N.B. Het kan zijn dat elementen ontbreken aan deze printversie.
Xenon Ieder scheikundig element heeft zijn eigen plek in het Periodiek Systeem. Ieder element heeft ook een bijzonder verhaal. Ook xenon.
Kort na de Olympische Winterspelen van 2014 in Sotsji bleek dat Russische atleten zeker tien jaar lang het edelgas xenon hadden gebruikt als dopingmiddel. Het inademen van een mengsel van zuurstof en xenon zou de aanmaak van het hormoon epo stimuleren waardoor het lichaam meer rode bloedcellen produceert, wat de atletische prestaties zou verhogen. Nog datzelfde jaar plaatste de wereldantidopingautoriteit WADA het edelgas op de lijst met verboden middelen.
Hoewel het al bijna tien jaar op de dopinglijst staat, is het niet aangetoond dat xenon je sportprestaties verbetert. Wel zijn er duidelijke andere effecten van het kleurloze en geurloze edelgas op je lichaam. Waar helium je een hoge stem geeft als je het inademt, zorgt xenon voor een lage stem. Het gas is namelijk zwaarder dan lucht, waardoor het geluid er trager doorheen beweegt. Daarnaast blijkt het een verrassend goed verdovingsmiddel. Het werkt snel en is ook snel weer uitgewerkt. Bovendien heeft het weinig bijwerkingen en is het veiliger voor je hart, hersenen en andere organen dan de meeste verdovingsmiddelen. Het enige nadeel is de prijs. Het edelgas is schaars en daardoor duur.

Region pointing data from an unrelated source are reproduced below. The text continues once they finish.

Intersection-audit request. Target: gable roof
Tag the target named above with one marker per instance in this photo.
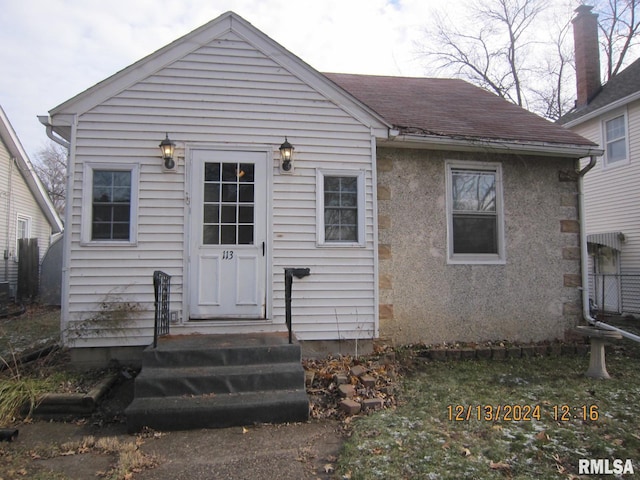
(13, 145)
(431, 113)
(621, 89)
(452, 108)
(202, 36)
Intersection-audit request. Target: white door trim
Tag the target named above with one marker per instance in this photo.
(190, 179)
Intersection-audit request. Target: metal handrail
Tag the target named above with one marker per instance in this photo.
(162, 291)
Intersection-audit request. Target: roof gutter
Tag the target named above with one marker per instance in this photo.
(59, 140)
(583, 259)
(436, 142)
(602, 110)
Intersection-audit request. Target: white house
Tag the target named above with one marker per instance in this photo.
(426, 210)
(609, 115)
(25, 208)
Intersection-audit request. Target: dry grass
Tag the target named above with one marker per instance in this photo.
(421, 439)
(36, 327)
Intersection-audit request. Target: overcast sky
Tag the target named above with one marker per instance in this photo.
(51, 50)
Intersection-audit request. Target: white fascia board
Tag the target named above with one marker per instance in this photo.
(11, 140)
(490, 145)
(603, 110)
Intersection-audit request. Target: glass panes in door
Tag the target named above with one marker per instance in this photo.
(229, 203)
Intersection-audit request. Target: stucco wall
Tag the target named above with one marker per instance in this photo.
(533, 297)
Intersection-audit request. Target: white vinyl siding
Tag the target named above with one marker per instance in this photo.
(120, 196)
(18, 202)
(340, 216)
(612, 195)
(226, 93)
(615, 140)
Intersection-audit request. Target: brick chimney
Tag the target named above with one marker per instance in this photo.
(587, 51)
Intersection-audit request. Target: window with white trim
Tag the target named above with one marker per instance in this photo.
(475, 220)
(110, 204)
(340, 212)
(615, 140)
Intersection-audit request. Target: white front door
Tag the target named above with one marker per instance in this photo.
(228, 223)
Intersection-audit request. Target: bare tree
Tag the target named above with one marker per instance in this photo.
(492, 50)
(501, 47)
(51, 168)
(619, 21)
(552, 92)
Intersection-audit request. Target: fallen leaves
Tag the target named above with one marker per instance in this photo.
(323, 378)
(499, 466)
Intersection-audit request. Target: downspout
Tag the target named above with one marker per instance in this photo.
(583, 259)
(66, 253)
(7, 252)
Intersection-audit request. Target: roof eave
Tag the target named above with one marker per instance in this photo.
(16, 150)
(434, 142)
(603, 110)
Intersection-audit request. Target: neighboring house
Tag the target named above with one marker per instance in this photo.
(610, 116)
(427, 210)
(25, 208)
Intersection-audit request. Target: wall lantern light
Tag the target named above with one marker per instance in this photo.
(168, 147)
(286, 154)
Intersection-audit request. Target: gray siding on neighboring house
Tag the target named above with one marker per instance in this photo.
(16, 200)
(534, 296)
(612, 196)
(224, 93)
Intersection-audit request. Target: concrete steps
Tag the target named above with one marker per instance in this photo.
(214, 381)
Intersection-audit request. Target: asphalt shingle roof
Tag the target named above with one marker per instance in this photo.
(451, 108)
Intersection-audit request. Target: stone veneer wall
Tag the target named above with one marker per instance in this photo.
(533, 297)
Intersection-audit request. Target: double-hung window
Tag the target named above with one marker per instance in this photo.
(615, 140)
(474, 213)
(109, 204)
(340, 208)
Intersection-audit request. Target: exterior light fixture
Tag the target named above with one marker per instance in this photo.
(286, 154)
(168, 147)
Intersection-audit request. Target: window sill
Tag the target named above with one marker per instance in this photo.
(340, 244)
(476, 260)
(108, 243)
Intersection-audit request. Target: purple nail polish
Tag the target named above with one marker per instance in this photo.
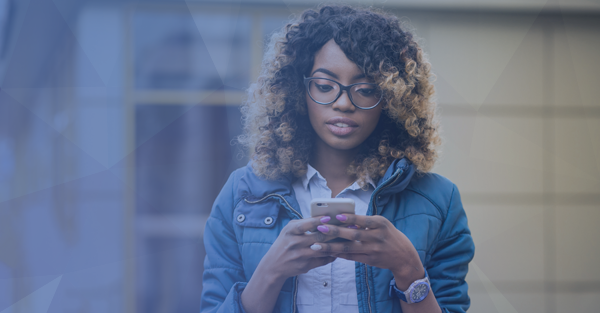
(323, 229)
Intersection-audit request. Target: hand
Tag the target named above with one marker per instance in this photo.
(291, 253)
(375, 242)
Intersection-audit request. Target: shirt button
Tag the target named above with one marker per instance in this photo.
(241, 218)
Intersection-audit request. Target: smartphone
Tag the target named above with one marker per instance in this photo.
(331, 207)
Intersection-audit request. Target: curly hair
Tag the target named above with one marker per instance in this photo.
(275, 117)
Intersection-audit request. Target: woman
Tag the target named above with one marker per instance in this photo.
(342, 108)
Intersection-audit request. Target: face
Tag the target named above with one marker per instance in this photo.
(340, 125)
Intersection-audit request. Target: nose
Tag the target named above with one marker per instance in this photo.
(343, 103)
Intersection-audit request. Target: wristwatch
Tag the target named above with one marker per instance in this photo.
(416, 293)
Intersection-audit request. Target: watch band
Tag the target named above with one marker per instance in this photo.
(416, 292)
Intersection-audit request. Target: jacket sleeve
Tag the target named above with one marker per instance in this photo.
(223, 280)
(449, 262)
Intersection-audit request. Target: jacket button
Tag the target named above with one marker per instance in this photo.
(241, 218)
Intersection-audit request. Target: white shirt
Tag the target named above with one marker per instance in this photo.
(330, 288)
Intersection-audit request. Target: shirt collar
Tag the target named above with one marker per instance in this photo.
(311, 172)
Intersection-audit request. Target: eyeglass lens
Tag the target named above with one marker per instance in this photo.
(326, 91)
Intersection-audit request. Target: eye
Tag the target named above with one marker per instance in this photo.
(324, 88)
(367, 92)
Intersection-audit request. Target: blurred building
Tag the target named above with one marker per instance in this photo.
(118, 120)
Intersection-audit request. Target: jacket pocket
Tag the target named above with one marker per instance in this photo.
(262, 214)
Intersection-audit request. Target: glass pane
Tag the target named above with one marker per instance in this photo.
(199, 51)
(184, 156)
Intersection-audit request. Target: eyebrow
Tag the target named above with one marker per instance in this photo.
(332, 74)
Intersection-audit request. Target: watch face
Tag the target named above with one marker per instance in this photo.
(419, 292)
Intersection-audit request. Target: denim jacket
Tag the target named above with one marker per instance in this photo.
(250, 212)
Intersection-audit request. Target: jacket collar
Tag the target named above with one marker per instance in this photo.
(251, 186)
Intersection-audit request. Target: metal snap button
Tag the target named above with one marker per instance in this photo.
(241, 218)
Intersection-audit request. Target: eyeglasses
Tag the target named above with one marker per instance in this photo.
(325, 91)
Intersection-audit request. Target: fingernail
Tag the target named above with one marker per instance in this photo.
(323, 229)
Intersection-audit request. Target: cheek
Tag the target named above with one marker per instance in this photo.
(373, 119)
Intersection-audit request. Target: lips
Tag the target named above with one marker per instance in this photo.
(341, 126)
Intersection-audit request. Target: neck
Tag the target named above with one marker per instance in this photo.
(333, 164)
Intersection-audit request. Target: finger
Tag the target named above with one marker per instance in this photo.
(336, 248)
(357, 257)
(348, 233)
(320, 261)
(363, 221)
(307, 224)
(316, 237)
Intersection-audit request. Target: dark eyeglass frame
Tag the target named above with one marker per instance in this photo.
(342, 88)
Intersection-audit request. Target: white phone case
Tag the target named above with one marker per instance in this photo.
(331, 207)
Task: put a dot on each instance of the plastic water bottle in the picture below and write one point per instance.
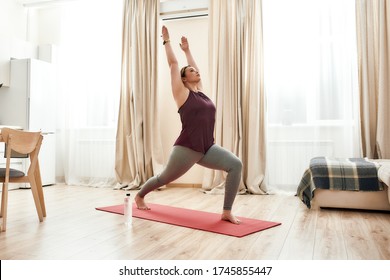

Xenon wordt voornamelijk gewonnen door het te onttrekken aan lucht. Dat is geen eenvoudige klus, omdat het slechts 0,0000087 procent van de atmosfeer uitmaakt. Xenon werd in 1898 ontdekt door de Schotse chemicus William Ramsay bij het opdampen van vloeibare lucht, nadat hij met dezelfde techniek eerder al neon, argon en krypton had ontdekt. Omdat het edelgas zo zeldzaam is, gaf hij het de naam xenon, naar het Griekse woord voor vreemd(eling).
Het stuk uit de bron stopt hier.